Post-Secondary Education

In my current experiences as a post-secondary student, I have found the curriculum design in this context to be challenging, engaging and motivating. While post-secondary education may not be as broad a context as healthcare, I still find that it covers a wide range of experiences, sub contexts and subject matter, which influence the design of instruction. However, the demands on instructional designers in this field seem to have some common features including the ability to “revise, create, and innovate,” adapt to changes with each new semester and group of students, set aside time for research, and “develop a good rapport with faculty” (Reiser and Dempsey, 2012). I face similar challenges in the elementary education world such as the stamina to keep up to date on changing curricula, state expectations, available resources, innovative teaching methods and new technology. The traditional expectations of creating learning experiences and material, while also maintaining the knowledge to serve as a subject matter expert have continue to exist while teachers are also expected to reflect, evaluate, revise and innovate in today’s classrooms all to prepare students for jobs that may not even exist yet. Just as the expectations for post-secondary instructional designers are changing, the pressure on elementary and secondary educators to prepare students for both post-secondary education and a future career is steadily increasing.

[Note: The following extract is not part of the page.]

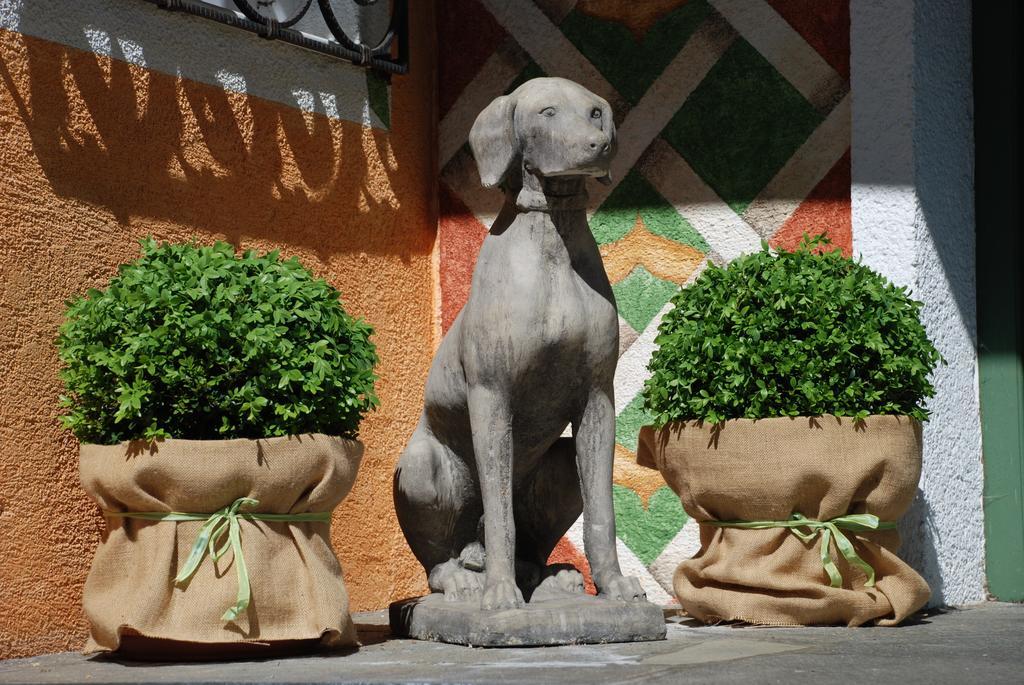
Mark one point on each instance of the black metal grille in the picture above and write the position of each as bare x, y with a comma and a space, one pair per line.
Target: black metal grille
380, 56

Equipping Students with Instructional Design


Overall, I found the skills necessary for IDT in all sectors to include a vast amount of considerations and constraints that seem to continuously evolve as our economy and educational philosophies change. As an elementary educator, I find this to be somewhat stressful as the challenges in each field trickle down to my level of instructional design.
I picture my role as taking on a bottom up approach in trying to equip my students with the thinking processes and problem-solving skills they will need versus filling them with content they may or may not use. A few twenty-first-century skills mentioned in the text that I find crucial for our students are developing a global awareness of the effects their actions have on society; critical, creative, and innovative thinking skills; the ability to seek information from accurate sources and use it for the benefit of solving problems in an ethical manner, collaborative and cooperative teamwork practices, and other life skills including understanding the attributes of an effective leader, adaptability and flexible thinking. In addition to these skills, I have recently found lessons in failure to be invaluable to students who will face problems associated with living in a world that cannot be sustained by current resources. Introducing students to failure at a young age will encourage them to develop a sense of grit as they work to solve problems that seem impossible. While this may seem like a long list of “perfect world” desires, these attributes will encourage students to become productive, contributing members of our future society. Therefore, instructional design at the elementary level should include a variety of opportunities that focus on building these skills in students while still incorporating the content expected by the state. This will be a daunting task, and while our countries methods for educating children have often been criticized, I do think we are headed in the right direction; slowly but surely developing well rounded citizens who are capable of much more than simply scoring well on tests.

Reiser, R. A., & Dempsey, J. V. (2012). Trends and issues in instructional design and technology. Boston: Pearson Education.